On 05/03/2025 15.32, arthur@xxxxxxxxxxxxxxx wrote:
From: Arthur Fabre <afabre@xxxxxxxxxxxxxx>
When inserting or deleting traits, we need to move any subsequent
traits over.
Replace it with an inline implementation to avoid the function call
overhead. This is especially expensive on AMD with SRSO.
In practice we shouldn't have too much data to move around, and we're
naturally limited to 238 bytes max, so a dumb implementation should
hopefully be fast enough.
Jesper Brouer kindly ran benchmarks on real hardware with three configs:
- Intel: E5-1650 v4
- AMD SRSO: 9684X SRSO
- AMD IBPB: 9684X SRSO=IBPB
Intel AMD IBPB AMD SRSO
xdp-trait-get 5.530 3.901 9.188 (ns/op)
xdp-trait-set 7.538 4.941 10.050 (ns/op)
xdp-trait-move 14.245 8.865 14.834 (ns/op)

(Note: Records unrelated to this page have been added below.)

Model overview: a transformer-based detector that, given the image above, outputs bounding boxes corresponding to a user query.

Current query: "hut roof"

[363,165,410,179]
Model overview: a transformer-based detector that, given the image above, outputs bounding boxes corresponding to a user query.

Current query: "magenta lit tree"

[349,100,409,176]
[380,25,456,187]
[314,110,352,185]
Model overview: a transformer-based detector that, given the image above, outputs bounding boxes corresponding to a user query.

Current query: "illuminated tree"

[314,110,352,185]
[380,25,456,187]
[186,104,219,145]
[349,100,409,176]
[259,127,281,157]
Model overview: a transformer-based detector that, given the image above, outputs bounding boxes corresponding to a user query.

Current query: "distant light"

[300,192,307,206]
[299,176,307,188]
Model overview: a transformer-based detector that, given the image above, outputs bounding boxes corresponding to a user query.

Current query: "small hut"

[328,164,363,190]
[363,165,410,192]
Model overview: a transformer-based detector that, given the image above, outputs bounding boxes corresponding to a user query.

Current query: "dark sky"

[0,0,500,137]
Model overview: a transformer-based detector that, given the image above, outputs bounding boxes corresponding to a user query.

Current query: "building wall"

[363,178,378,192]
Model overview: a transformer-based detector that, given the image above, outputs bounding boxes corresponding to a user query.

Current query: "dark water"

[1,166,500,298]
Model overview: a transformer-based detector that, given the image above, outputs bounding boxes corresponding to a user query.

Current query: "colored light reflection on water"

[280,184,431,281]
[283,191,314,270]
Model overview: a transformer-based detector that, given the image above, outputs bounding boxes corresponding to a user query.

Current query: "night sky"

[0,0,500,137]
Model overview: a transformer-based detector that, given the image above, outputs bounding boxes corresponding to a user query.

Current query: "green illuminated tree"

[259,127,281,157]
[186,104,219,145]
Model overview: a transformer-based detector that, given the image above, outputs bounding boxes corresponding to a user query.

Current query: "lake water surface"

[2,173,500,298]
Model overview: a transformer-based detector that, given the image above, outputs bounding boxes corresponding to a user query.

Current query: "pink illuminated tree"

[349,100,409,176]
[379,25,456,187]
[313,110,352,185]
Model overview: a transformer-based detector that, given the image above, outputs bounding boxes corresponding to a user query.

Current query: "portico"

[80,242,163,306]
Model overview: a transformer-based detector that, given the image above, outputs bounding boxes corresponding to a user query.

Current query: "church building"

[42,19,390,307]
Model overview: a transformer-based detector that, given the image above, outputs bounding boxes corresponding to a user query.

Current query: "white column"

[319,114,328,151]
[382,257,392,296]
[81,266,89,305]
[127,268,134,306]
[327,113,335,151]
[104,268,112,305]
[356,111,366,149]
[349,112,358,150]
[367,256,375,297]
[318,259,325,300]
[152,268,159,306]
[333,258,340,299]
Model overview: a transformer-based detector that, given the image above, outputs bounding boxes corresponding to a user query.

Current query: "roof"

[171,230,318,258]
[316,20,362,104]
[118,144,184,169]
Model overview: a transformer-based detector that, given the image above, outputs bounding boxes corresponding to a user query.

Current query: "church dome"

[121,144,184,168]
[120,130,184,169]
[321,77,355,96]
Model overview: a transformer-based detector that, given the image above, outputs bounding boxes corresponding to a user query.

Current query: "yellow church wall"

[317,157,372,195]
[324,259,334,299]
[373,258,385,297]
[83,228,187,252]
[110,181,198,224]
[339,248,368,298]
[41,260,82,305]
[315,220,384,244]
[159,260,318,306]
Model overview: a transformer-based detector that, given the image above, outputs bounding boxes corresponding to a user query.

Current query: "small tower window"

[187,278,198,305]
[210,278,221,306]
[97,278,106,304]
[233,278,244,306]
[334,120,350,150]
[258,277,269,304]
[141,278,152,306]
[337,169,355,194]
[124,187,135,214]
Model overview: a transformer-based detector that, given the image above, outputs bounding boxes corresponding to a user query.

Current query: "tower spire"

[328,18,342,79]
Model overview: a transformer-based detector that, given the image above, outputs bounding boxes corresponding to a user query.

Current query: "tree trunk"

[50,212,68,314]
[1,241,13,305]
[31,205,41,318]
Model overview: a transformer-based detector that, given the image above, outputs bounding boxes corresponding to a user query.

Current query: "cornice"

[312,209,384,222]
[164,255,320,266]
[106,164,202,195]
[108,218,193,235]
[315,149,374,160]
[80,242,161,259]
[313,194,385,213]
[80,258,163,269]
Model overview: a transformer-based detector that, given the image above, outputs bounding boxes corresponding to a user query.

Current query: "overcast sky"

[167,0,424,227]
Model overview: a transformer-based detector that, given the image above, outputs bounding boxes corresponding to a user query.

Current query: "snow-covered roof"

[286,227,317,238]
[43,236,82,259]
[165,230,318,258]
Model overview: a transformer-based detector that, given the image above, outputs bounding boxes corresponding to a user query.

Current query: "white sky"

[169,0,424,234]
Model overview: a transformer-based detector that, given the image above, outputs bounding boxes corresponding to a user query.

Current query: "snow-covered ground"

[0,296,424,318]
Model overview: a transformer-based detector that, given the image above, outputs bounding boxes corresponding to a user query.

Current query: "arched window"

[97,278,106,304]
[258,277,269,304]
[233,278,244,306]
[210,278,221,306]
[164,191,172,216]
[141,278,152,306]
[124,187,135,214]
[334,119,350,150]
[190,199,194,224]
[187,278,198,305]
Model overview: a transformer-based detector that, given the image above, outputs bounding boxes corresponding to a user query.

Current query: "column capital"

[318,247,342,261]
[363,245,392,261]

function call 1.319 1.359 5.703 (ns/op)
indirect call 8.922 6.251 10.329 (ns/op)
I've done extensive *micro* bechmarking documented here:
- https://github.com/xdp-project/xdp-project/tree/main/areas/hints
- In traits0X_* files
The latest that corresponds to this patchset is in this file:
-
https://github.com/xdp-project/xdp-project/blob/main/areas/hints/traits07_bench-009.org
I've not done XDP_REDIRECT testing, which would likely show the bitfield
change in xdp_frame, that Olek pointed out.
--Jesper